When she wasn’t available in this way, it meant that the other staff had to work longer hours. Jimmy knew something was going on, but he wasn’t sure what. During a regular performance review, he decided to bring it up. “It was a delicate conversation,” he says. He was straightforward about what he was observing and asked her questions about her absences, without making assumptions or forcing her to share personal information. “I said something like, ‘We care about you and you do a fantastic job; however, sometimes things just seem off. Your attendance is inconsistent, and at times it’s impossible to get in touch with you. Is everything going OK?” She confided in him that she had bipolar 1 disorder and was seeing a psychiatrist. She explained that sometimes changes in her medications would lead to mood swings and there were days where she couldn’t function. Hence, the absences.
Jimmy knew very little about the disorder. “I knew enough about mental illness to underwrite a life insurance policy…but my experience was all secondhand.
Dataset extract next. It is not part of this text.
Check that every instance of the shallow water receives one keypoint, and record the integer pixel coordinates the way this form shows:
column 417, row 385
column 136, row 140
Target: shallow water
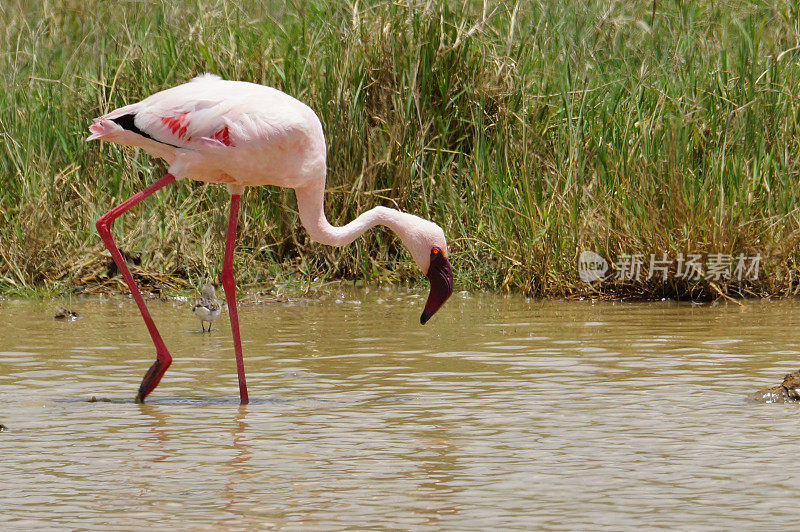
column 500, row 413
I didn’t know the first thing about trying to lead or manage [someone with bipolar disorder].” So he did some research. “I read up online as much as I could, and I asked other psychiatrists and counselors about it as we crossed paths professionally.”
Because this employee was excellent at her job, he wanted to make it work. “I gave her leeway to take time off with short notice, by just sending me a simple one-line email,” he explains. He was able to manage the workflow during her absences. “We used project management software that allowed me to assign her tasks to another case manager. When she was ready to work again, we could just assign the tasks back to her and move on.”
He said that her disclosure made it much easier to handle her absences. And looking back over the time she was at the company, she didn’t take any more time off than anyone else on the team. And “she would always make the time up even though I never asked her to,” Jimmy says.
She eventually left the company to work in a local law firm where she could earn a higher salary. Jimmy was sad to see her go but as he says, “I’d hire her again in a heartbeat.” And, he says, he learned a valuable lesson from the experience: “Mental illness should be treated with the same compassion and grace that we give any other serious disease.”